Paper Structure (16 sections, 11 equations, 7 figures, 4 tables)

This paper contains 16 sections, 11 equations, 7 figures, 4 tables.

Figures (7)

  • Figure 1: SegMoTE vs. Previous Works. The heterogeneous data $X$ is first processed by the encoder $\varepsilon$ to extract the feature representation $f$. (a) Previous methods typically perform full fine-tuning of the mask decoder or parameter-efficient fine-tuning, leading to distribution shift from the pretrained model. (b) SegMoTE introduces a token-level mixture of experts mechanism that dynamically selects modality-adaptive expert tokens while keeping the mask decoder frozen. The process is guided by the load balancing loss $L_{balance}$, is constrained using the squared coefficient of variation $({CV}^2)$. This design preserves SAM’s original capability, enhances modality-specific adaptability, and maintains a lightweight architecture.
  • Figure 2: Overview of the proposed SegMoTE framework. SegMoTE extends SAM by introducing a token-level expert routing mechanism to enable adaptive multimodal medical image segmentation.
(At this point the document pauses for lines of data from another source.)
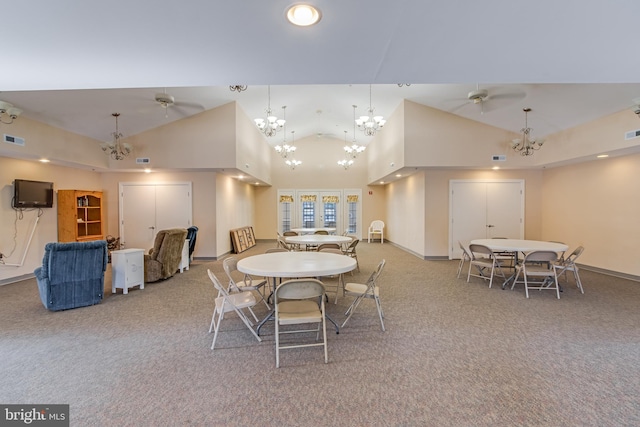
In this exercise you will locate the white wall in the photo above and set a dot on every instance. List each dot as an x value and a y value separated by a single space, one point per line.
234 209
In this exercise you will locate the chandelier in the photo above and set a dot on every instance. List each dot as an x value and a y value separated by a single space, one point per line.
525 145
272 124
117 149
285 149
345 163
370 124
8 112
354 149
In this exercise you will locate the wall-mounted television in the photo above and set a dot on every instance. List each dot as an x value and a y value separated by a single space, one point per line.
32 194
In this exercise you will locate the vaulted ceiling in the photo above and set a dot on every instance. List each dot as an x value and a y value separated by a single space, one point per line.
72 63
The frozen SAM encoder extracts modality-agnostic embedding representations, while the progressive prompt tokenization transforms latent features into semantically aligned feature tokens. These tokens interact with the decoder layers and MoTE for dynamic expert selection and adaptive token updates.
  • Figure 3: Architecture of the Progressive Prompt Tokenization. By randomly selecting mask and text prompts as foreground priors, the learnable query $Q$ captures the relationship between the foreground and background by performing attention on the normalized image features.
  • Figure 4: Feature distribution comparison across datasets. Feature embeddings extracted from the frozen SAM encoder are visualized after dimensionality reduction. The red boxes highlight regions where features exhibit overlap and unsmooth transitions. Compared with other datasets, MedSeg-HQ presents smoother and more continuous feature distributions, indicating higher consistency.
  • Figure 5: In-domain segmentation results across datasets. (a) and (b) show the Dice coefficient comparisons under single click and bounding box interactions, respectively. (c) illustrates the training dataset sizes used by different methods, where SegMoTE achieves performance improvement by optimizing the annotation quality of the data.